These hyper-realistic mannequins are designed to facilitate image quality evaluation, each having a specified spectral response for skin tone and all the details of a real human face.
Due to the static nature of these mannequins (compared to a real person who moves), test scenes using these mannequins are absolutely identical, making resulting measurements repeatable and reliable. Further, using a mannequin can save precious testing time for a lab operator. We have three models of mannequin, each with a different skin tone. We test and measure each realistic head in our labs before shipping to ensure the same quality, and assign each mannequin a unique identification number to facilitate high traceability.
General specifications:
- Material: Polyurethane foam, proprietary skin-like pigmentation, silicon, real hair, glass eyes
- 3 standard skin-tones available (custom on request)
- Support trolley: SUPPORT_REALMAN
- Motorized rotation system: ROT_REALMAN_001
AI measurements on Realistic Mannequins
Each mannequin is a highly-repeatable hyper-realistic stand-in for a human model, accurate down to the finest details of their features and the spectral response of their skin. These mannequins can be used by themselves or integrated in more complex setups.

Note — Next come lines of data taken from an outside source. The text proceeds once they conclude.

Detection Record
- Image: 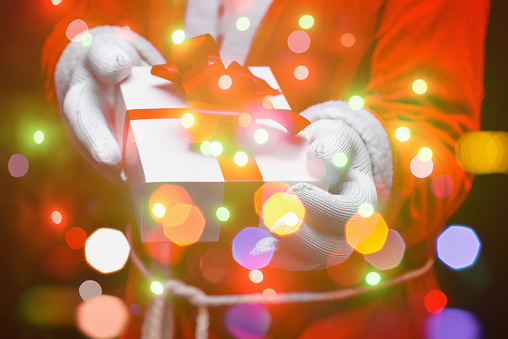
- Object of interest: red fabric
[42,0,489,338]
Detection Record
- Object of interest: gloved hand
[251,102,393,271]
[55,26,165,179]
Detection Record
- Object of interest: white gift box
[115,67,328,242]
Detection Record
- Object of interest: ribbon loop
[151,34,310,134]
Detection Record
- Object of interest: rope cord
[126,228,434,339]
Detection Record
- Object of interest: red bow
[152,34,310,134]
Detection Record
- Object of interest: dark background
[0,0,508,338]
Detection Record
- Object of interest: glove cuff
[301,100,393,200]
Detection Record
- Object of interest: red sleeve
[364,0,489,245]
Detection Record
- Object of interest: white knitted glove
[251,101,393,271]
[55,26,165,178]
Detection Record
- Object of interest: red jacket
[42,0,489,338]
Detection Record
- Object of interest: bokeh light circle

The resulting images can be evaluated perceptually for many image quality attributes, and the high degree of repeatability also allows objective measurements, such as the exposure on the face, and AI-based metrics, such as the preservation of details. The preservation of detail metric focuses on specific details of each mannequin. For Eugene, the details are best appreciated on his thick beard.
Eugene’s ROI of Detail Preservation Metric
Sienna’s ROI of Detail Preservation Metric
Diana’s ROI of Detail Preservation Metric
Our automatic metric relies on a convolutional neural network (CNN) that reproduces in less than a second detail preservation perceptual analysis of a quality expert through their human visual system. The results are provided in a perceptual scale quantified in just-objectionable differences, or JOD, which has a very straight-forward interpretation: a difference of one unit in the metric results of two images means that 75% of the observers will be able to see a difference in the level of detail of the two images. These tools can integrate or replace perceptual analysis thus speeding up considerably the time to complete an evaluation.